Foamansa Matturi (c. 1855–1936) was a Sierra Leonean ruler who led his fellow Kono people in fighting abilities and a diplomacy that helped bring stability to Kono District, a region that was continually the target of invasions from both its Sierra Leonean neighbours and Samori Toure's Mandinka warriors from French Guinea (now Guinea).

==Career==
Foamansa Matturi was born in about 1855 in the village of Jaima in Kono District in the Eastern Province of British Sierra Leone to parents from the Kono tribe. His father was a prominent village elder in Jaima and his mother was a local Kono trader. As a young boy, Matturi quickly rose as the most dominant warrior of Jaima village.

For years, the region of Kono was unstable because of frequent attacks by its neighbours. Many of the people living in Jaiama were forced to flee in the wake of such raids, and hide in caves in the Nimini hills before migrating secretly northwards towards Kuranko country.

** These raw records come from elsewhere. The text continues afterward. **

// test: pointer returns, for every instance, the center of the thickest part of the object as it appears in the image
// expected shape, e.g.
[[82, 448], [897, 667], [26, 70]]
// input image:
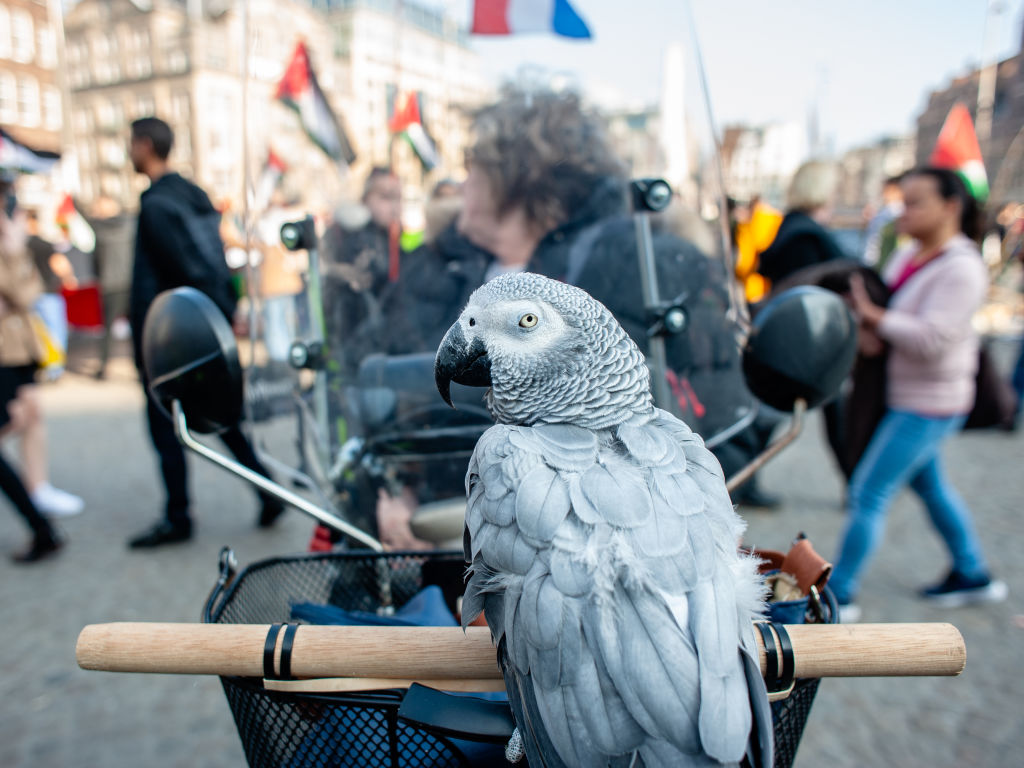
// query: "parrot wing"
[[609, 579]]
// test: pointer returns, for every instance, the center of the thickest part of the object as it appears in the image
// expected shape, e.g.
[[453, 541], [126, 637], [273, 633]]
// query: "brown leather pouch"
[[809, 568]]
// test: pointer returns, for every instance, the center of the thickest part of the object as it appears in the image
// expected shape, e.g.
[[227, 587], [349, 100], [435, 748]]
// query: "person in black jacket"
[[546, 193], [177, 244], [802, 241]]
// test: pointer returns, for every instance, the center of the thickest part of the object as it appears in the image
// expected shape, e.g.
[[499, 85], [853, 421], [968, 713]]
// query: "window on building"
[[52, 117], [4, 33], [83, 121], [46, 47], [144, 105], [28, 100], [113, 153], [180, 107], [8, 97], [23, 37], [85, 154]]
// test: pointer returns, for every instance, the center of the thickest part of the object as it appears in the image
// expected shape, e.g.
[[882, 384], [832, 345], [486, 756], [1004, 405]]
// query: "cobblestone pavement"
[[53, 714]]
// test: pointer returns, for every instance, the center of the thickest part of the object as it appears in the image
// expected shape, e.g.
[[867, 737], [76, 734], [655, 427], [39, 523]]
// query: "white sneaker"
[[56, 503], [849, 613]]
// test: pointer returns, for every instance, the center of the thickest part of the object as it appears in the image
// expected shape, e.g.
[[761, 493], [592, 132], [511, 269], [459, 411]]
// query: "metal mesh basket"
[[308, 730]]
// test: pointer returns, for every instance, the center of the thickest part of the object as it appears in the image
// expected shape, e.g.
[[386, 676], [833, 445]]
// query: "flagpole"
[[396, 64]]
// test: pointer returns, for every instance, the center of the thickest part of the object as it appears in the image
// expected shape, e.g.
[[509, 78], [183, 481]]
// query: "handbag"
[[50, 352], [994, 399]]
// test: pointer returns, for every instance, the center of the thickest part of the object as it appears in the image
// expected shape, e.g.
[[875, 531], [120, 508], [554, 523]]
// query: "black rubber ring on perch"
[[268, 647], [286, 651], [788, 663], [771, 655]]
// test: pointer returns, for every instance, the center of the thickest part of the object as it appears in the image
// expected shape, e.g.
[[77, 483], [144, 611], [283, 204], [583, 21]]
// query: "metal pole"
[[321, 515], [318, 328], [656, 358]]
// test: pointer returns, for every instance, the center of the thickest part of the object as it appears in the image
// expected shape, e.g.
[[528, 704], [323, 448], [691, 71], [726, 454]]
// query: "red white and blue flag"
[[520, 16], [406, 120]]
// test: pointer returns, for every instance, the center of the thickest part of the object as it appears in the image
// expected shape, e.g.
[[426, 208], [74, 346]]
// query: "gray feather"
[[611, 541], [542, 503]]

Jaiama then was one of the regions controlled by the great Mende ruler, Nyagua. When Ndawa, a professional warrior, attacked the territories of Nyagua's father in the Upper Mende region, Nyagua called for assistance from the Kono people. Matturi, the leader of the Kono responded swiftly by mobilising his Kono warriors on behalf of Nyagua. He was put in charge of all the fighting forces, and he carried out his task effectively, returning with spoils of victory for Nyagua. Nyagua rewarded Matturi by giving him all of Southern Kono and by promising to protect the region from enemy attacks.

==Stability in Kono==
With peace and stability in the region, those who had fled returned and Matturi urged his people to re-build the town. This move towards reconstruction was abruptly interrupted when Samori Toure's Mandinka warriors attacked Kono in 1893 and occupied the villages of Tecuyama and Levuma. Matturi immediately informed Nyagua who, in turn, reported to the British Governor to Sierra Leone who was based in Freetown that his region had been invaded. However, by the time the British sent in their troops to repel the invaders, Matturi with the assistance of Nyagua had already succeeded in driving the Mandinka warriors from Kono.

==Paramount Chief==
Matturi's military success in defeating Samori Toure's warriors greatly enhanced his reputation both among his subjects and the Freetown-based Colony Government. When Sierra Leone was declared a Protectorate in 1896, Foamansa Matturi was crowned the first Paramount Chief of Kono District.

During his rule, Foamansa Matturi initiated several development projects in his chiefdom, and the British authorities commended him for embarking on a road construction project linking the town of Jaiama to the other main towns in the Kono District. Foamansa Matturi died at an old age in 1936.